The exclusive remedy provision in the WDCA provides that an employee’s exclusive remedy against an employer for injuries sustained in the course of employment is worker’s compensation benefits.  That means that an injured employee almost always gets worker’s compensation benefits and almost never gets tort damages.  Tort damages are available only when the employee can show that the employer committed an “intentional tort” that caused the employee’s injury.

The exclusive remedy/intentional tort statute, MCL 418.131(1), and case law provide that an employer may be deemed to have committed an “intentional tort” where (1) the employer had actual knowledge (2) that an injury was certain to occur (3) but the employer disregarded that knowledge; or where the employer knew that a “continuously operative dangerous condition” existed and yet failed to inform the employee about it.

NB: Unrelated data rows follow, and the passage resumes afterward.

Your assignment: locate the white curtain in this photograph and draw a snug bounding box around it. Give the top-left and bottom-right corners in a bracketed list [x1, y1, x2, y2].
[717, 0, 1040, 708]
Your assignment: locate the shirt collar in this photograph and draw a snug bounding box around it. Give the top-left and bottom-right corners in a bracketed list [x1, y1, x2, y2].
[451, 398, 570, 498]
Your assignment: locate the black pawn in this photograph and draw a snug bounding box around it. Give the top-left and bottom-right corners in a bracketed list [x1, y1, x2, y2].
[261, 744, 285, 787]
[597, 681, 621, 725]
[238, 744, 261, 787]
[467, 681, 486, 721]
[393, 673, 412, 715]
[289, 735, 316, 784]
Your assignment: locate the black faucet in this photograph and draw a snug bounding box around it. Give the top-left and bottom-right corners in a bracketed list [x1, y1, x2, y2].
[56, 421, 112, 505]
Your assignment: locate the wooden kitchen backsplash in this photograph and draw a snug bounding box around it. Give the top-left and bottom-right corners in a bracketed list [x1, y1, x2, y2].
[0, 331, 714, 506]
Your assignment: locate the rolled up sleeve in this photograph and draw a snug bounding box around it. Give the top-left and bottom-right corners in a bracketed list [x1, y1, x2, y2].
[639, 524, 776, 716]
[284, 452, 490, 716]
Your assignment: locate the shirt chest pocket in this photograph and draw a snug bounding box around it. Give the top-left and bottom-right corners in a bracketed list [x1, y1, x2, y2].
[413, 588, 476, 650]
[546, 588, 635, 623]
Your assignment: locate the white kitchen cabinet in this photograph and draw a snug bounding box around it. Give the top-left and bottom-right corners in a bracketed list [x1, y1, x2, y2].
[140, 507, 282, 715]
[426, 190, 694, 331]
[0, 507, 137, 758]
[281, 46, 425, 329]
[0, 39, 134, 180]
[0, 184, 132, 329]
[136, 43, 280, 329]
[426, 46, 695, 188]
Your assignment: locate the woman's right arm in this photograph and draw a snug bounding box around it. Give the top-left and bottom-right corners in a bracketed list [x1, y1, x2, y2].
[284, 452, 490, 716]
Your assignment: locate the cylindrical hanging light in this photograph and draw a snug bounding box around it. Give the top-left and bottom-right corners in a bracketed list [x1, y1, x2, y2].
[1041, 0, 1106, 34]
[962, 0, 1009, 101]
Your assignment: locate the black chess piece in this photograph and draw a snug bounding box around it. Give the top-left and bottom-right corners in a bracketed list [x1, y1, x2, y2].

In Luce, the employee worked at a large industrial machine equipped with two huge swinging doors. When a door was opened, it was stopped by a doorstop before hitting an I-beam.  However, doorstops would occasionally break off and would have to be replaced.  When a doorstop would break off, an opening door would create a pinch point at the I-beam.  In this case, the employee’s right hand was crushed during one of the times when a doorstop had broken off and had not yet been replaced.

In early August, a doorstop broke off, creating a pinch point at the I-Beam.  At that time, the employee reported the problem and specifically requested that the company’s maintenance personnel replace the broken doorstop.  Shortly thereafter, the employee sustained a near miss, when his glove got caught between the door and the I-beam.  Approximately two weeks after he had reported the problem and asked that it be fixed, his right hand was crushed in the pinch point.

The employee sued his employer for tort damages under the intentional tort exception to the exclusive remedy provision.  During depositions of employees, the company’s maintenance supervisor testified that in his opinion, it was “just a matter of time” before an injury would occur at the pinch point when a doorstop was missing and if an employee was not paying attention.

First, the employee argued that the maintenance supervisor’s testimony about an injury occurring in “just a matter of time” showed that the employer had actual knowledge that an injury was certain to occur at some point and that the employer simply disregarded that knowledge, so that his claim fell within the intentional tort exception to the exclusive remedy provision.  Second, the employee argued that he had been subjected to a “continuously operative dangerous condition” which the employer not only failed to inform him of, but also failed to fix when specifically requested to do so, so that, again, his claim fell within the intentional tort exception.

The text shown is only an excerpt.